Inspired by his sister, Boundaoui set out to tell the story of the everyday lives of those living in his community, touching on a myriad of social, cultural, and religious experiences that some experienced.

“The impact surveillance has had on the community embedded a culture of paranoia, a culture of looking over your shoulder, a culture of being judged in addition to the feeling of being watched by government surveillance, but I wouldn’t think that is the only thing that this community has gone through,” Boundaoui said.

“It is the reality that a lot of people live in or have lived through and it definitely informed how the community has moved, but I don’t think that it is the only thing about the community. Over time everybody has accepted it and moved on.”

The community lived normal lives despite the surveillance

“I built on the idea that there is this thing that’s happening in the community, but there’s a lot more happening in it. That’s not the reality that we exist in, we have day-to-day lives,” Boundaoui said.

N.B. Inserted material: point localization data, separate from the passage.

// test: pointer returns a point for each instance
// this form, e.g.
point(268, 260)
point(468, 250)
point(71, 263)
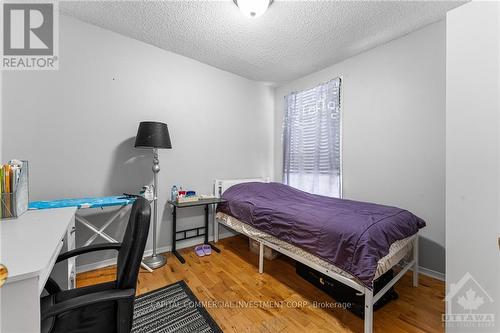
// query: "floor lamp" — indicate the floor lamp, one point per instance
point(154, 135)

“The stories of the individuals, their lives — what it means to be first-generation and what it means to be in this country at this time and just live like normal people. The context is very specific to my community, which is the community of the documentary ‘The Feeling of Being Watched.'”

The series follows Sohib himself throughout his day as he tries to get community members to talk about surveillance for a documentary he’s making. He explores their narratives along the way, touching on issues from Muslim women grappling with hijab with one character hiding away from her husbands family after she removes her to racial dynamics with the use of the word “Abeed,” or “slave” in Arabic, a term that has historically been used to refer to Black people and is derogatory, with a scene where an Arab American defends his Black friend after a family member calls him an “Abeed” in a barbershop.

In one scene, two community members argue over whether it was right to send away a white man who was waiting for a locally owned store to open. One member was suspicious he could be spying, while another was concerned the gesture was too hostile.

Boundaoui explained the scene highlighted a generational split, where an older generation of immigrants who came from abroad had an experience with surveillance already that instilled the belief of being careful around strangers.

“That was just the first iteration of the community,” he said, explaining that for his generation, that kind of behavior was just a norm and not an instinct, but that the community is growing and shifting.

Boundaoui added: “Through these little conversations you can see those nuggets where like, okay, this is a real situation, and that’s as best as I could have done. That’s what I was trying to do with those scenes is intrigue people, provoke people, and try to generate dialogue.”

Boundaoui says he’s received positive feedback from his community and is working on expanding the series to further talk about issues pertinent to his community.